PostPosted: Wed Sep 19, 2018 7:23 am
by capocomico
Hi there,
I saw a previous post in the forum with someone getting this Warning Message after creating a document from a template, so I've tried the solution that solved it, but it didn't work for me. (The solution was upgrading version from 3.3.5 to 6.0.1). In my case I've changed from version 6.0.0 to 6.0.1

After version upgrading, I keep getting this warnig when I want to open my word document:

"The xml data is invalid according to the schema. Location: Part: /word/document.xml, Line:0, Column:0".
After that error message I get another message:
"Word found unreadable content. Do you want to recover the content of this document? If you trust the source of this document, click yes".


If i click yes, I can see my document filled with my data, but it appears to be a new document, in fact it has Document1.docx as it's name instead of the one I've set.

Anyone know how avoid getting this warning?

Thanks in advance

Re: "Invalid xml after template modification" 6.0.1

PostPosted: Wed Sep 19, 2018 9:32 am
by jason
Please post the problematic document, or if it is sensitive, you can run it through https://github.com/plutext/docx4j/blob/ ... ingle.java

Also, please advise:

- what version of Java you are using

- are you using MOXy?

Re: "Invalid xml after template modification" 6.0.1

PostPosted: Thu Sep 20, 2018 12:06 am
by capocomico
jason wrote:Please post the problematic document, or if it is sensitive, you can run it through https://github.com/plutext/docx4j/blob/ ... ingle.java

Also, please advise:

- what version of Java you are using

- are you using MOXy?


Thank for your reply, I'm using java version "1.8.0_181", and I'm not using MOXy.
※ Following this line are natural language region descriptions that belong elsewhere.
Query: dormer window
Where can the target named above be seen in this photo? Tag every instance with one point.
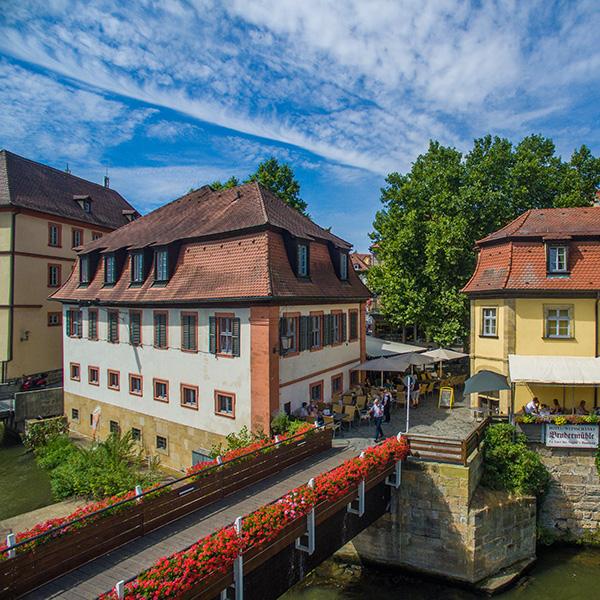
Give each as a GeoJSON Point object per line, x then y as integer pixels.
{"type": "Point", "coordinates": [161, 265]}
{"type": "Point", "coordinates": [137, 267]}
{"type": "Point", "coordinates": [343, 266]}
{"type": "Point", "coordinates": [110, 269]}
{"type": "Point", "coordinates": [84, 269]}
{"type": "Point", "coordinates": [557, 259]}
{"type": "Point", "coordinates": [302, 260]}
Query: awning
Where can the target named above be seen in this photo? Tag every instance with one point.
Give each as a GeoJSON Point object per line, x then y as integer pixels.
{"type": "Point", "coordinates": [379, 347]}
{"type": "Point", "coordinates": [554, 370]}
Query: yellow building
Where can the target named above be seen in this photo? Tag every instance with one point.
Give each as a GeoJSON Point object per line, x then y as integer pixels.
{"type": "Point", "coordinates": [44, 215]}
{"type": "Point", "coordinates": [534, 293]}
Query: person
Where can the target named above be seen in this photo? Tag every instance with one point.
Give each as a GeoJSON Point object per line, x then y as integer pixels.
{"type": "Point", "coordinates": [533, 407]}
{"type": "Point", "coordinates": [303, 411]}
{"type": "Point", "coordinates": [377, 414]}
{"type": "Point", "coordinates": [387, 405]}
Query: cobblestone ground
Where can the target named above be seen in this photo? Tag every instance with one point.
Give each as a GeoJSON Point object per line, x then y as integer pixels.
{"type": "Point", "coordinates": [427, 419]}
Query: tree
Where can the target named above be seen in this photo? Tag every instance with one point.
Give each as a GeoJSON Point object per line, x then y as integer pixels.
{"type": "Point", "coordinates": [432, 216]}
{"type": "Point", "coordinates": [276, 176]}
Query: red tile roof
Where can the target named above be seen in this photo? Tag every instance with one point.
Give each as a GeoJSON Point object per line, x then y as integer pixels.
{"type": "Point", "coordinates": [514, 257]}
{"type": "Point", "coordinates": [238, 255]}
{"type": "Point", "coordinates": [31, 185]}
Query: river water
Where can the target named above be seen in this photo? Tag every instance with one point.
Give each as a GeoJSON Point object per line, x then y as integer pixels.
{"type": "Point", "coordinates": [23, 485]}
{"type": "Point", "coordinates": [561, 573]}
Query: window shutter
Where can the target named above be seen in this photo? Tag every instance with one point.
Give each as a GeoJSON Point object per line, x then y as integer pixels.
{"type": "Point", "coordinates": [235, 338]}
{"type": "Point", "coordinates": [304, 333]}
{"type": "Point", "coordinates": [212, 335]}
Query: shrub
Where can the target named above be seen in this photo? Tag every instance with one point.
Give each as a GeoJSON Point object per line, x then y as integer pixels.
{"type": "Point", "coordinates": [510, 465]}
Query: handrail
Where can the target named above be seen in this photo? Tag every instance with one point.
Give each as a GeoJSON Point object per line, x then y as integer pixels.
{"type": "Point", "coordinates": [158, 488]}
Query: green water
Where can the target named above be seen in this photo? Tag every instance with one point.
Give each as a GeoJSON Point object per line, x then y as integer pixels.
{"type": "Point", "coordinates": [23, 485]}
{"type": "Point", "coordinates": [561, 573]}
I've tried to anonymize the documente with the sample code, and It doesn't work result:

Exception in thread "main" java.lang.Error: Unresolved compilation problems:
PresentationMLPackage cannot be resolved to a type
SpreadsheetMLPackage cannot be resolved to a type
...
at org.docx4j.samples.AnonSingle.main(AnonSingle.java:23)

I got this result with both documents, my document and sample document.

Here is the result document.

Re: "Invalid xml after template modification" 6.0.1

PostPosted: Thu Sep 20, 2018 9:49 am
by jason
capocomico wrote:Exception in thread "main" java.lang.Error: Unresolved compilation problems:
PresentationMLPackage cannot be resolved to a type
SpreadsheetMLPackage cannot be resolved to a type


Seems like your classpath is broken; these are in the docx4j jar.

The docx you attached gives errors when I unzip it with 7-zip; docProps\core.xml is empty. Not sure whether that's the only problem.

How did you create the docx and save it?

Re: "Invalid xml after template modification" 6.0.1

PostPosted: Thu Sep 20, 2018 11:44 pm
by capocomico
jason wrote:Seems like your classpath is broken; these are in the docx4j jar.

The docx you attached gives errors when I unzip it with 7-zip; docProps\core.xml is empty. Not sure whether that's the only problem.

How did you create the docx and save it?


The template is a docx document, that the client gave me.
For getting the template, I use

WordprocessingMLPackage wordDoc = WordprocessingMLPackage.load(FileInputStream)

For text replacements I use:

variableReplace(java.util.Map<String, String>) for text in paragraphs and table titles.

and for the rows content on the tables i use
Code: Select all
private List<Object> getAllElementsFrom(Object object, Class<?> searchParam) {
        List<Object> result = new ArrayList<Object>();
        if (object instanceof JAXBElement)
            object = ((JAXBElement<?>) object).getValue();

        if (object.getClass().equals(searchParam))
            result.add(object);
        else if (object instanceof ContentAccessor) {
            List<?> children = ((ContentAccessor) object).getContent();
            for (Object child : children) {
                result.addAll(getAllElementsFrom(child, searchParam));
            }
        }
        return result;
    }
private void addRowToTable(Tbl templateTable, Tr templateRow, Map<String, String> repacements) {
        Tr workingRow = (Tr) XmlUtils.deepCopy(templateRow);
        List<?> textElements = getlAlEllementsFrom(workingRow, Text.class);
        for (Object object : textElements) {
            Text text = (Text) object;
            String replacementValue = (String) replacements.get(text.getValue());
            if (replacementValue != null)
                text.setValue(replacementValue);
        }
        templateTable.getContent().add(workingRow);
    }


For saving the document:

wordDoc.save(new File("result.docx"));

I would probably need to use the .save(ByteArrayOutputStream) after too.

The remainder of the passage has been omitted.